Advanced Life Support Ambulances (ALS)
The ALS vehicle must have specialized life sustaining equipment and specialized staff. Typical of this type of ambulance are mobile coronary care units staffed by personnel trained and authorized to administer intravenous therapy (IVs), provide anti-shock trousers, establish and maintain a patient's airway, defibrillate the heart, provide EKG monitoring, and perform other advanced life support procedures or services.
Advanced Life Support (ALS) vehicles must be staffed by two people with one of the two staff members certified as a paramedic or an EMT who is trained and certified, by the State or local authority where the services are being furnished, to perform one or more ALS service.
Reasons for Noncoverage
No payment may be made for reusable devices and equipment such as backboards, neckboards, inflatable splints, or linens (disposable or not). Such items and services are considered a part of the charge for the ambulance trip. Payment for the ambulance trip includes payment for these items and services.
Advanced life support (ALS) ambulance services are not separately reimbursed if the ALS vehicle does not transport the patient and does not have a contractual arrangement with a BLS entity.
Based upon the state licensure requirements for an ambulance vehicle and crew members, cardiac monitoring is considered an ALS specialized service. Therefore, it is not recognized as a service performed in conjunction with a BLS transport.
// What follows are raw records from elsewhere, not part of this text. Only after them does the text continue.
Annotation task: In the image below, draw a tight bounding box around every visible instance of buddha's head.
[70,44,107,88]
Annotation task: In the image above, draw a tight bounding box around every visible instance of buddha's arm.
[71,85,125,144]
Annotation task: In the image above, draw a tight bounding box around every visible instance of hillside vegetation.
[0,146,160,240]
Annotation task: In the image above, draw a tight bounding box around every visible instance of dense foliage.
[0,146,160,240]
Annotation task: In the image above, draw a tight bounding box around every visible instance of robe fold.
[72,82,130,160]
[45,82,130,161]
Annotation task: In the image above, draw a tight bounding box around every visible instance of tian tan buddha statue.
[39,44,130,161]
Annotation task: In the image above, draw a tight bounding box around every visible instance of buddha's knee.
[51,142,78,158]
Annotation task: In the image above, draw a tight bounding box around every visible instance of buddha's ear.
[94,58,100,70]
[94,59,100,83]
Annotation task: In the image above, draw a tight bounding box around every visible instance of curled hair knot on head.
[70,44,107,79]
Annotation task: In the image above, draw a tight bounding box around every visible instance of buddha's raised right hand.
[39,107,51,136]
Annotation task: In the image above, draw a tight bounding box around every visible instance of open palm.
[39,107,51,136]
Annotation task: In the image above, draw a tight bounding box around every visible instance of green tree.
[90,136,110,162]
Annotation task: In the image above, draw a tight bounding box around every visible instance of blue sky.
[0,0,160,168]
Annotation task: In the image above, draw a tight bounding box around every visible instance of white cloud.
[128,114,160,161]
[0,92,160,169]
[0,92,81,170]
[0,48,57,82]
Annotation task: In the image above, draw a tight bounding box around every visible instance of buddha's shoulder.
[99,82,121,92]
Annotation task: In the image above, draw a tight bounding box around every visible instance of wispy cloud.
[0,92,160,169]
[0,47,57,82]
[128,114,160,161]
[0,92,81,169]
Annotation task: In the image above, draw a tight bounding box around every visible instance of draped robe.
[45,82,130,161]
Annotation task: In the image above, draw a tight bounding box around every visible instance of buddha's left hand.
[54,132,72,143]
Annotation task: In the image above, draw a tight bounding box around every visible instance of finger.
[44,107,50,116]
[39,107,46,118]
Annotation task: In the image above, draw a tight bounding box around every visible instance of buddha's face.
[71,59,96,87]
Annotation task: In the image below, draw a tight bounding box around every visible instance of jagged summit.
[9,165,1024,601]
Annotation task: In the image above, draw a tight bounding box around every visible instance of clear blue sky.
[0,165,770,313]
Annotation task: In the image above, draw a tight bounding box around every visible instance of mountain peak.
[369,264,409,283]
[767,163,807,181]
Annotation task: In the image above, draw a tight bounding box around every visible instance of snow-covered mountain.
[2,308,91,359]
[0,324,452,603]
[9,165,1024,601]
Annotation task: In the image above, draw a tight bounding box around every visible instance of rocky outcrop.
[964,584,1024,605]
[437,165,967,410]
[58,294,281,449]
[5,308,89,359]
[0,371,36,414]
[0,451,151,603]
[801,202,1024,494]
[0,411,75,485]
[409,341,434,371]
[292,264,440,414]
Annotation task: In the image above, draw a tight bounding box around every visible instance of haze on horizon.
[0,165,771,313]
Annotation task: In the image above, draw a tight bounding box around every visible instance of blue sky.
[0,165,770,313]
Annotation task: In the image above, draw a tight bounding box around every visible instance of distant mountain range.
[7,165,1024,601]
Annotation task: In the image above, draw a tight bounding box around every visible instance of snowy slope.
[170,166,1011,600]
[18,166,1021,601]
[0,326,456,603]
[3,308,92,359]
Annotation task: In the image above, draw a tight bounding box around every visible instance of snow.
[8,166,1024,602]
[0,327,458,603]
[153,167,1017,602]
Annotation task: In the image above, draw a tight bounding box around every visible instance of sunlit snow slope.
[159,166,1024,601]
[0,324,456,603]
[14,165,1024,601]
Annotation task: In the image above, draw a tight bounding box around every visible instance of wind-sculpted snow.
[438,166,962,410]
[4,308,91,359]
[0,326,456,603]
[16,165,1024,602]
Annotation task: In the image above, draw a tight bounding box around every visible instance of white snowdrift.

Ambulance services provided when other means of transportation could be utilized without endangering the individual's health, whether or not other transportation is actually available.
The service fails to meet the reasonableness requirement even if it meets the medical necessity requirement (e.g., patients receiving diagnostic and/or therapeutic services which could have been reasonably brought to the beneficiary's bedside at less cost than transporting the beneficiary for the services).
Ambulance services for patient or family convenience.
Ambulance suppliers are required to retain documentation on file supporting all ambulance services billed to Medicare (i.e., trip sheets).
Effective for dates of service September 9, 1999 and after, ambulance suppliers are required to obtain/retain a copy of the Certificate of Medical Necessity (CMN) form for all scheduled and unscheduled nonemergency ambulance transports. Paper billers must attach a copy of the CMN to their claim form. Electronic billers must obtain/retain a copy of the CMN form, however, the form should not be sent to Medicare. All pertinent CMN information must be included on electronic claims submissions (see Medicare Special Notice, August 9, 1999 for complete instructions).